Pierre Dubreuil, La Place de la Concorde, 1908. Tirage moderne au palladium. Don Tom Jacobson - Palais des Beaux-Arts de Lille © PBALille / Photo J.-M. Dautel
Pierre Dubreuil, La Place de la Concorde, 1908. Tirage moderne au palladium. Don Tom Jacobson - Palais des Beaux-Arts de Lille © PBALille / Photo J.-M. Dautel

Et s’il revient deux ans à Paris pour y photographier les monuments de la capitale, « ses cadrages imposant un premier plan qui obstrue la vue sont très incompris par la critique et lui valent une réputation d’artiste excentrique », explique Alice Fleury.

Pierre Dubreuil, Éléphantaisie, 1908. Tirage moderne au palladium. Don Tom Jacobson - Palais des Beaux-Arts de Lille © PBALille / Photo J.-M. Dautel
Pierre Dubreuil, Éléphantaisie, 1908. Tirage moderne au palladium. Don Tom Jacobson - Palais des Beaux-Arts de Lille © PBALille / Photo J.-M. Dautel

Et c’est ensuite outre-Atlantique qu’il participe à une exposition internationale de photographie pictorialiste en 1910, outre-Quiévrain qu’il devient président de l’association belge de photographie et de cinématographie en 1932, outre-Manche encore que la Royal photographic society de Londres lui consacre une rétrospective en 1935...

Pierre Dubreuil, Tempus fugit, 1923. Tirage moderne au palladium. Don Tom Jacobson - Palais des Beaux-Arts de Lille © PBALille / Photo J.-M. Dautel
Pierre Dubreuil, Tempus fugit, 1923. Tirage moderne au palladium. Don Tom Jacobson - Palais des Beaux-Arts de Lille © PBALille / Photo J.-M. Dautel

Bref, l’œuvre de Pierre Dubreuil apparaît dans toutes les grandes manifestations photographiques de l’entre-deux-guerres. Pourtant, au cours de la Première Guerre mondiale, le photographe, enrôlé comme ambulancier, se fait piller son atelier lillois, suspendant sa carrière jusqu’en 1923.

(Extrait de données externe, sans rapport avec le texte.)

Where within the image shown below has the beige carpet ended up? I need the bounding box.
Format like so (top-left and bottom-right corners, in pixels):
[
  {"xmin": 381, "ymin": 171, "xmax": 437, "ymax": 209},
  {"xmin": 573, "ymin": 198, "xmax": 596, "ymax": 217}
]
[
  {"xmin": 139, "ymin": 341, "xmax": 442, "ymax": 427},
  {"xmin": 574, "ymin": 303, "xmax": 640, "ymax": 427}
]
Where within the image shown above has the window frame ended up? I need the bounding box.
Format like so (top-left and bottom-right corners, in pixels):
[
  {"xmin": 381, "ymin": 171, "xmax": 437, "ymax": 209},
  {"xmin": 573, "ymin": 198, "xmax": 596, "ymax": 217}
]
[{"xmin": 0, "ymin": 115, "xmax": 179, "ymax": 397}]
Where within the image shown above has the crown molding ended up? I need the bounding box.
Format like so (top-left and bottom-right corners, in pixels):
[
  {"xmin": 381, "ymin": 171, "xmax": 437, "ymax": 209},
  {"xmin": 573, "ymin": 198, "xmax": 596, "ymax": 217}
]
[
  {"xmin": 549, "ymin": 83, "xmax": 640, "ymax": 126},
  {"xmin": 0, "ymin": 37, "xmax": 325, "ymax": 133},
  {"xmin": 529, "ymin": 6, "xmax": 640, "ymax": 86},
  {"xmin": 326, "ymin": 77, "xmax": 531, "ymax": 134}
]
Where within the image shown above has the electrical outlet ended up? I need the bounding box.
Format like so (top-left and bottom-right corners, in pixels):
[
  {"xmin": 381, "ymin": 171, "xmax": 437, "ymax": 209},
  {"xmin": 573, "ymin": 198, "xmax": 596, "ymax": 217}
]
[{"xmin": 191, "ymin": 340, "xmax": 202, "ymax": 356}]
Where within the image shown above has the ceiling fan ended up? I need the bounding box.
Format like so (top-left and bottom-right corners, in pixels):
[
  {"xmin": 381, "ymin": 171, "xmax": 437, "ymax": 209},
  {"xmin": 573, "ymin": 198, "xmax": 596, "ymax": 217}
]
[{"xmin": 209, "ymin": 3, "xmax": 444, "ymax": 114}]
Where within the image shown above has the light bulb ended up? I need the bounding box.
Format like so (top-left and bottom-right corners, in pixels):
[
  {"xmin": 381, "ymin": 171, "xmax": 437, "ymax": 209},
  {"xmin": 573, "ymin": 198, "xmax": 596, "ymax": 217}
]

À son retour sur la scène photographique, l’âge d’or du pictorialisme est révolu, mais l’artiste rebondit en intégrant à ses œuvres une pointe de surréalisme belge. Sa femme et sa fille décédées, il s’installe à Bruxelles, y ouvre un bureau de tabac pour subvenir à ses besoins.

Pierre Dubreuil, Soulagement, vers 1930. Tirage moderne au palladium. Don Tom Jacobson - Palais des Beaux-Arts de Lille © PBALille / Photo J.-M. Dautel
Pierre Dubreuil, Soulagement, vers 1930. Tirage moderne au palladium. Don Tom Jacobson - Palais des Beaux-Arts de Lille © PBALille / Photo J.-M. Dautel

Pierre Dubreuil, The First Round ca., 1932. Tirage moderne au palladium. Don Tom Jacobson - Palais des Beaux-Arts de Lille © PBALille / Photo J.-M. Dautel
Pierre Dubreuil, The First Round ca., 1932. Tirage moderne au palladium. Don Tom Jacobson - Palais des Beaux-Arts de Lille © PBALille / Photo J.-M. Dautel

Et c’est la Seconde (guerre) qui finira par mettre un terme à son rayonnement. Non pas parce que, malade et isolé, il décède à Grenoble en 1944. Mais parce qu’un an plus tôt, à court d’argent et « aussi pour assurer sa postérité » explique-t-on au PBA, il avait vendu ses négatifs à l’entreprise belge Gevaert qui sera... bombardée peu après.

Voilà comment l’œuvre de ce photographe novateur, auteur de véritables « tableaux photographiques », du titre de l’exposition lilloise, a été effacée de l’Histoire. Et ce n’est que grâce au don d’un collectionneur américain que nous pouvons redécouvrir son œuvre aujourd’hui, dans sa ville natale.

1. Jusqu’au 27 février 2023 au Palais des Beaux-arts de Lille.